Accordingly, I concur in part and dissent in part.

 To be scrupulously clear on this point, the language of Blakeslee quoted by the majority requires “a determination that the party against whom interest is to be awarded ‘has wrongfully detained money due the other party (Emphasis added.) Although the diction differs somewhat, § 37-3a addresses the identical issue: “damages for the detention of money after it becomes payable. . . .” (Emphasis added.)

 The difference between the two statutes is reflected in the different rates of interest. Section 37-1 compensates a party for the time value of money at 8 percent. Section 37-3a also compensates a party for the time value of money (at 8 percent), but then tacks on an additional 2 percent as a penalty for the wrongful detention of funds.

 The majority seems to fault Lex for failing to seek an articulation of “the specific equitable principles that underlay its monetary awards,” pursuant to Practice Book § 66-5. In fact, the burden was on the state — the party that objected to the award — to seek such an articulation. See, e.g., W. Horton & S. Cormier, Rules of Appellate Procedure (1999) p. 159 (“In general it is the appellant’s duty to invoke [§ 66-5] to make sure that the record is adequate for appellate review of the appellant’s case. Barnes v. Barnes, 190 Conn. 491, 493, 460 A.2d 1302, 1304 [1983]; Gerber & Hurley, Inc. v. CCC Corporation, 36 Conn. App. 539, 543, 651 A.2d 1302, 1304 [1995]; Manchester v. Zoning Board of Appeals, 18 Conn. App. 69,70, note 1, 556 A.2d 1026, 1026 [1989]; Anderson v. Schieffer, 35 Conn. App. 31, 45, 645 A.2d 549, 556-57 [1994] [motion denied without explanation]; Gelormino v. Lieberman, 36 Conn. App. 153, 649 A.2d 259, cert. denied, 231 Conn. 946, 653 A.2d 826 [1994] [judgment entered without explanation] . . . .”).

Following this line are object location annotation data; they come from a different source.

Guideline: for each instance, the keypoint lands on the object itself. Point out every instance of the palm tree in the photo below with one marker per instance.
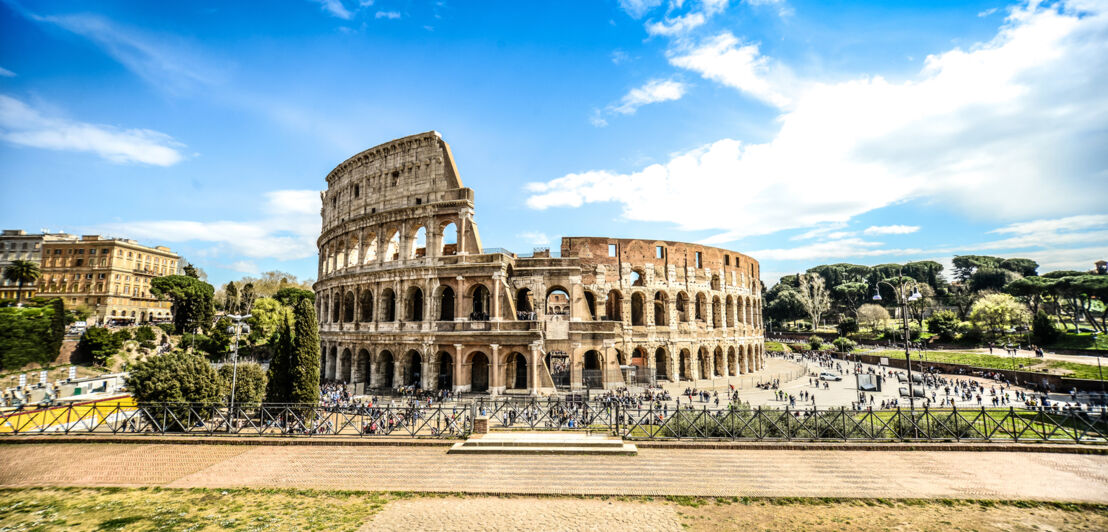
(21, 272)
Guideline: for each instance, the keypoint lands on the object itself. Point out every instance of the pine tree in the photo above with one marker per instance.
(305, 359)
(278, 382)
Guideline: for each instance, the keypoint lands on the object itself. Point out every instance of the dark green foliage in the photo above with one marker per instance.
(291, 296)
(30, 335)
(848, 326)
(278, 384)
(174, 377)
(943, 324)
(1043, 329)
(99, 344)
(249, 386)
(304, 364)
(192, 300)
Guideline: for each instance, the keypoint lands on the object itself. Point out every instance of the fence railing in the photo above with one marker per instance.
(653, 422)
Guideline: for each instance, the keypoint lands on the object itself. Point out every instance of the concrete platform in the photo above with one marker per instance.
(543, 443)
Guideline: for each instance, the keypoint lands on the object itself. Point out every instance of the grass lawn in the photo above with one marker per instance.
(994, 361)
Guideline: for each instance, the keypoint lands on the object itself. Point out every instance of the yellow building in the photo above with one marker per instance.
(112, 276)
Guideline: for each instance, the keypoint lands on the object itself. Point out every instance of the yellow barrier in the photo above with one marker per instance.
(59, 418)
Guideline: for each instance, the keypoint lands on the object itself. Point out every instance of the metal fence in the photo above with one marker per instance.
(455, 420)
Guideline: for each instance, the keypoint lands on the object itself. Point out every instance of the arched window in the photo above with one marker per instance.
(447, 304)
(367, 306)
(614, 306)
(636, 308)
(557, 303)
(481, 304)
(413, 309)
(659, 308)
(449, 233)
(388, 305)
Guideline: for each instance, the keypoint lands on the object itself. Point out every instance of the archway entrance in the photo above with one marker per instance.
(445, 371)
(479, 372)
(413, 369)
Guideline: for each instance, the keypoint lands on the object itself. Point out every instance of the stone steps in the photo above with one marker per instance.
(543, 443)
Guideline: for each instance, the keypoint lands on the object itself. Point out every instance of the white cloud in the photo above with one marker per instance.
(289, 231)
(534, 237)
(335, 8)
(21, 124)
(654, 91)
(676, 26)
(724, 59)
(637, 8)
(1006, 130)
(891, 229)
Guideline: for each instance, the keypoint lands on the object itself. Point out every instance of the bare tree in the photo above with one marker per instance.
(814, 296)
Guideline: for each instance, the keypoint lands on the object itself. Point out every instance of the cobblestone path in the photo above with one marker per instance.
(956, 474)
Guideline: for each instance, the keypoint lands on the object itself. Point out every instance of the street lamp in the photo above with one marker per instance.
(903, 299)
(236, 328)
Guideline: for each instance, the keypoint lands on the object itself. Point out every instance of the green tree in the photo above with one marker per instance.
(279, 385)
(231, 302)
(305, 360)
(995, 313)
(944, 324)
(1043, 330)
(249, 384)
(99, 344)
(291, 295)
(192, 300)
(21, 272)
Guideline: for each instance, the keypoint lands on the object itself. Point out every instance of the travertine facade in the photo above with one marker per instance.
(407, 296)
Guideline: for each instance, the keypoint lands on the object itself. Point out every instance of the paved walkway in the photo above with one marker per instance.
(955, 474)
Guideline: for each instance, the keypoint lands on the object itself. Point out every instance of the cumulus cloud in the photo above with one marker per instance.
(289, 231)
(891, 229)
(1016, 122)
(24, 125)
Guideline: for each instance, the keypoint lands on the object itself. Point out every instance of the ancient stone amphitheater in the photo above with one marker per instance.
(408, 296)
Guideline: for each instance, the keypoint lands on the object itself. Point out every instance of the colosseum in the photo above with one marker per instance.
(408, 296)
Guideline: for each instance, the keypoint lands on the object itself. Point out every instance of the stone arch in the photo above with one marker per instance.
(660, 317)
(412, 369)
(445, 304)
(515, 371)
(449, 233)
(388, 305)
(730, 311)
(719, 365)
(660, 364)
(413, 304)
(386, 369)
(614, 306)
(637, 310)
(346, 366)
(348, 307)
(717, 313)
(367, 306)
(481, 303)
(479, 371)
(681, 305)
(557, 302)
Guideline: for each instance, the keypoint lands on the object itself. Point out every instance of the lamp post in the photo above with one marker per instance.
(236, 328)
(902, 299)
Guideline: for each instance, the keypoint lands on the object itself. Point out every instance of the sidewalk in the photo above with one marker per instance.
(655, 471)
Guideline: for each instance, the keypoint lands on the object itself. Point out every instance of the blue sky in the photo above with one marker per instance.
(801, 133)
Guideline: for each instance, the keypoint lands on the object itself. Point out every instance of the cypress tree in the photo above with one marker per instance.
(305, 359)
(278, 381)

 Ironically, the principal authority cited by the majority clearly supports the trial court’s award of interest to Lex. In Bronson v. Leibold, 87 Conn. 293, 300-301, 87 A. 979 (1913), the court stated the unremarkable proposition that, if a mortgagor had not earned interest upon a tender, then he would not have been liable to his mortgagee for this interest. Because the threshold premise of this conditional proposition was untrue on the facts of Bronson, the court upheld the award of interest to the mortgagee. More fully, the court in Bronson explained that, “[a]s a general rule a tender by a mortgagor to his mortgagee after forfeiture will stop interest, though the mortgagee refuses to receive the tender. But the mortgagor must pay the money into court or keep the tender good. Hunt on Tender (1903 Ed.) §§ 346, 347; Thayer v. Meeker, 86 Ill. 470, 474 [1877]. If he holds the money tendered in hand, it is inequitable to compel him to lose the interest upon this, and thereafter, when his creditor is by the decree forced to accept it, be compelled to pay interest upon the tender. In this case the finding is that the defendant has been ready and willing to pay the amount of the tender, but the subordinate facts . . . indicate that the defendant has not had the money in hand, nor lost the interest upon the amount tendered. The trial court no doubt concluded that it would be inequitable to permit the defendant to retain possession, lose no interest on the tender, and force the plaintiff to lose possession and interest. We cannot say that it was inequitable under the situation presented in this case to add interest upon the amount of the tender.” Bronson v. Liebold, supra, 300-301. Because the pertinent facts of the present case are indistinguishable from the facts of Bronson, “[w]e cannot say that it was inequitable ... to add interest upon the amount of the tender.” Id., 301.